It Doesn’t Add Up

Posted on April 19, 2014 under Storytelling with no comments yet

New math

Stunned as me arse, if you ask me. Not me. The new math.

 

“He say one and one and one is three”

Come Together – The Beatles

There’s no getting away from it.  Life forty years ago was so much simpler.  You went to school.  You learned how to read, write and do basic mathematics.  You did what you were told.  You left the house after high school and either got a trade or went to university.  And then you went to work.  Jobs were plentiful.  You dated someone, got engaged, got married, rented a cheap apartment and started having babies … more or less in that order.

Today, pretty well everything has changed.  After bouncing back a few times your adult children have finally left the nest.  They buy houses, have babies, get engaged and find work.  The order of these activities is irrelevant.  They will likely have several careers.

Thankfully, one thing hasn’t changed.  Two and two is still four.  At least I think it is.

How one arrives at that answer is a different matter altogether.  Welcome to the zany world of new math.

Quick.  What is 8×7?  If you have gray hair, you don’t even need to think about this.  It is hard wired into your brain.  We learned our “times tables” early and often.  Any number up to 12 was fair game.  We knew that 12×12 = 144.  Another word for 144 is “gross”.  How could we ever forget that?  Like spelling bees, we stood in rows and faced off against fellow classmates until spitting out the product of any combination of factors was as natural as chewing gum and walking at the same time.

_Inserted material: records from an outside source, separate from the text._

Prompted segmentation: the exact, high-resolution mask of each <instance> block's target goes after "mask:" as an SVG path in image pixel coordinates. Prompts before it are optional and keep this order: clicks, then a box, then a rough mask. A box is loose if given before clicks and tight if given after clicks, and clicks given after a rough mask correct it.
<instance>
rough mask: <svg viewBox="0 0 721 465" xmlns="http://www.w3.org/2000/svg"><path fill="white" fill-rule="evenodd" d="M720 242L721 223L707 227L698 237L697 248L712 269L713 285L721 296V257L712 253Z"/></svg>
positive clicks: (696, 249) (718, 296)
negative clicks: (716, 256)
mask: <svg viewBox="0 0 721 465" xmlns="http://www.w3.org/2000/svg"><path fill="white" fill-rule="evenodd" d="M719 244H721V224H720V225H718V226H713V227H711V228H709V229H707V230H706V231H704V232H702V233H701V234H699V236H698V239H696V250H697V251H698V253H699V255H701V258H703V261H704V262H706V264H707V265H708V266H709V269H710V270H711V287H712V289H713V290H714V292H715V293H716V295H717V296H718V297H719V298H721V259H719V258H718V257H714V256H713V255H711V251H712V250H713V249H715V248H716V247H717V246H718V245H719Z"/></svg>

And then something happened.  Someone didn’t get the memo that said “if it ain’t broke, don’t fix it”.  The first rumblings of new math surfaced in the late 60’s and early 70’s.  Now I was a pretty average math student so I was lucky that most of the carnage in the field of arithmetic happened long after I was out of school.  When my own children started bringing home math homework I was incapable of helping them.

Life is complicated enough for our children and our grandchildren.  They are exposed to a dizzying array of technology.  Why can’t they be afforded the chance to learn to read (with an actual book), write a sentence in cursive writing and do basic addition and subtraction?  How will they figure out some of the basic things in life, like calculating a tip or figuring out a percentage, if their technology fails for a few moments?

I am not suggesting that young people aren’t being taught critical thinking.  Or practical methods and tools that have stood the test of time.   It just appears that way.

You’ve heard the expression “Everything old is new again.”  I say we bring back the .37 cent movie, a case of beer for $3.14 and a gallon of gas for .50 cents.

And while we’re at it, let’s get back to the 3 Rs.  Rock and Roll and Rithmetic.